Study Hall Digest 4/30/2018
Let’s get this Michelle Wolf thing out of the way: she was good! Very good, even! I expected Republicans to be mad about her take-down of essentially everyone at the White House Correspondents Dinner, but the back-bending journalists are doing to accommodate Republicans’ hurt feelings is disgusting. Maybe it’s because Wolf called the Washington press corps out for being the sycophantic losers they are! I mean, the WHCD should be canceled anyway. It’s gross and does literally nothing except further people’s perception that journalists are untrustworthy careerists who rather get a fancy dinner next to politicians than actually report on them. Anyway, how does Kathy Griffin have the best take on this?
Meredith, the midwestern magazine conglomerate that bought Time Inc, is now looking to sell Time and Fortune Magazines. The good news is that Meredith promised not to sell it to Trump-supporting American Media. The bad news is, who would want to buy Time Magazine at this point? “If you own Time magazine, do you still get invited to the White House today? You probably don’t. It just doesn’t have the same cachet it used to,” one analyst said. “Even if you are a wealthy individual, you have to ask yourself if you want to spend this much money on something that may not have a lot of value in the long term.”
Netflix is apparently financed with billions of dollars of junk bonds! Who knew. Can Study Hall get some junk bonds???
Just FYI if an editor rejects your pitch, it means you’ve been disenfranchised / silenced / had your right to free speech violated, and should sue, or at least write a whiny article about it.
Megan McArdle is a terrible person but she makes some really good points about paying for journalism: namely that the new media companies that thrived in a free internet are actually doing worse than the traditional ones who have asked their readers to pay for their stuff. Writers need to make money!
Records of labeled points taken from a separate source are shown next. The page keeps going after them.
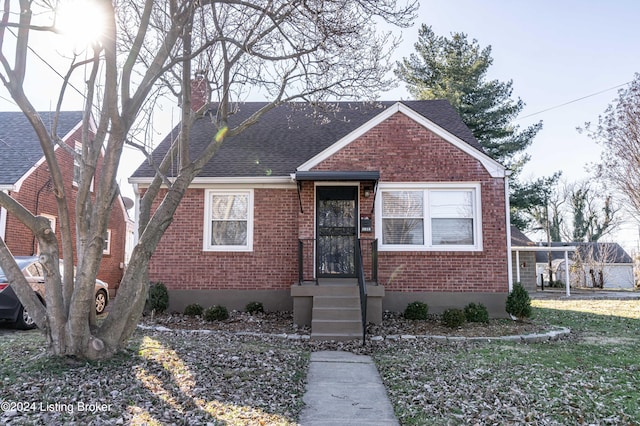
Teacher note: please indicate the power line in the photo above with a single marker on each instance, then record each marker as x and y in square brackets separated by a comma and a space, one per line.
[49, 65]
[575, 100]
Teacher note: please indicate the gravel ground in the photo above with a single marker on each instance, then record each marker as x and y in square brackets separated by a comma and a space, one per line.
[186, 371]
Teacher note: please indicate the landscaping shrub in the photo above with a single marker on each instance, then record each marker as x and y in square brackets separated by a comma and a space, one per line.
[216, 313]
[476, 313]
[193, 310]
[158, 298]
[453, 318]
[254, 307]
[416, 311]
[518, 302]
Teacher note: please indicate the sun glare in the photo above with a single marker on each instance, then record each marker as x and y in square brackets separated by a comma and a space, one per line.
[81, 21]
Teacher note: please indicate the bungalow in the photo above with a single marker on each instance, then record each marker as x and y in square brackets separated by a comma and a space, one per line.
[310, 202]
[25, 177]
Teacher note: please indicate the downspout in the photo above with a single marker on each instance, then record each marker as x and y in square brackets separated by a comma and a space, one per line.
[136, 213]
[508, 225]
[3, 222]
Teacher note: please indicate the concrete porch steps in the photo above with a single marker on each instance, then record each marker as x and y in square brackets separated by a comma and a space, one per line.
[337, 317]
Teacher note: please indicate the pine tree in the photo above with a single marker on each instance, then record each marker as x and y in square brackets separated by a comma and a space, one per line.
[456, 69]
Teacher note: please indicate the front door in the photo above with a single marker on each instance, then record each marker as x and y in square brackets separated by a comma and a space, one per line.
[336, 232]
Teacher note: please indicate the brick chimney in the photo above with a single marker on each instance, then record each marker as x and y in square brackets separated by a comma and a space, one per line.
[199, 92]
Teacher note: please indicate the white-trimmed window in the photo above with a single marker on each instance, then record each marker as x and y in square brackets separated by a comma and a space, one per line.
[107, 243]
[417, 217]
[228, 220]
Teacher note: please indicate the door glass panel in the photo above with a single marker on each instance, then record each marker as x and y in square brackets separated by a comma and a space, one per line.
[336, 234]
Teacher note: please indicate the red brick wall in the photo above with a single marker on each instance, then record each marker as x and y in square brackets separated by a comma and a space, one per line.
[37, 197]
[180, 263]
[403, 151]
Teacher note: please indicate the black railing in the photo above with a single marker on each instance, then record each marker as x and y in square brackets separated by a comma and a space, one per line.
[306, 260]
[309, 265]
[362, 286]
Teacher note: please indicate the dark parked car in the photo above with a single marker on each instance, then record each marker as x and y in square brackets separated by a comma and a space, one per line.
[12, 310]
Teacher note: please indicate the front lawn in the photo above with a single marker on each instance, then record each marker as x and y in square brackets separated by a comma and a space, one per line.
[217, 377]
[592, 377]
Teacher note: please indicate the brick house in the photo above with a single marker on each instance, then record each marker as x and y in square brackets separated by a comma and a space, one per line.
[25, 176]
[306, 204]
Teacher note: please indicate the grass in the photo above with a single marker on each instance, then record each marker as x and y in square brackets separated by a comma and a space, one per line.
[592, 377]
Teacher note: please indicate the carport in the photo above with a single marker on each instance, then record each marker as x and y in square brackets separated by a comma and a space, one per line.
[565, 249]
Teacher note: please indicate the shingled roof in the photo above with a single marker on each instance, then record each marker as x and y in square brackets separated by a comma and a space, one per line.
[19, 144]
[291, 134]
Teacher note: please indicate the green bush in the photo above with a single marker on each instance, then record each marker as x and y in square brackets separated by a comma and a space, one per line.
[518, 302]
[216, 313]
[158, 298]
[193, 310]
[476, 313]
[254, 307]
[453, 318]
[416, 311]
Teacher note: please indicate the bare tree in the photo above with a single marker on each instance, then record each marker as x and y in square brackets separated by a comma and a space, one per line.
[287, 50]
[590, 264]
[618, 131]
[579, 211]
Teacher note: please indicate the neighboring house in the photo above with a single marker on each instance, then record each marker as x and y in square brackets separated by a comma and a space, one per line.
[594, 264]
[24, 175]
[278, 214]
[523, 260]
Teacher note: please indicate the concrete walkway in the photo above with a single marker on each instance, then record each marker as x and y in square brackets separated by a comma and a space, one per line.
[345, 389]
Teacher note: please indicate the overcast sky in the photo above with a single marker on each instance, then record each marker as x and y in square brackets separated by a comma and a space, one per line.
[556, 52]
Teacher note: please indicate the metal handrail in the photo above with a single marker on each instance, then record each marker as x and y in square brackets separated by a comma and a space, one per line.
[362, 286]
[301, 264]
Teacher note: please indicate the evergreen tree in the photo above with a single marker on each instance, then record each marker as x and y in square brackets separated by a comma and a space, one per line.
[456, 69]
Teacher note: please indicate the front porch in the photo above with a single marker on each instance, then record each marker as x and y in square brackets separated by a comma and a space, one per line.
[337, 306]
[332, 307]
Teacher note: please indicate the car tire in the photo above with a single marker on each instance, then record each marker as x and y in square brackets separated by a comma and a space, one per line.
[24, 321]
[101, 301]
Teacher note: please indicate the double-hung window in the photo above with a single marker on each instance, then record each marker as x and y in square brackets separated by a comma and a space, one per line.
[228, 220]
[429, 217]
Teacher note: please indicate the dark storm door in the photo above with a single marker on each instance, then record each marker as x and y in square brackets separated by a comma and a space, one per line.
[336, 230]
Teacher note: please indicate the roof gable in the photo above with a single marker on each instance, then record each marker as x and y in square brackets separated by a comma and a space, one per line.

Big questions still remain on whether the return of Gothamist is actually good for the people who once worked there, or just good for the branding of WNYC.
And speaking of WNYC, an investigation into harassment and bullying there found that the problem was “not systemic.” The report also absolved the station’s president Laura Walker of any wrongdoing. Seems like the report got it wrong, since everyone I know who has worked at WNYC was absolutely miserable.
Today in content I do not understand why anyone would consume: A Netflix show about BuzzFeed journalists’ lives.
And in some good news: Milo Yiannopoulos’s media company is in dire financial straits, and nearly everyone at his company was fired, including troll-journalist Chadwick Moore, who Milo didn’t even have the guts to tell. Good riddance to them all!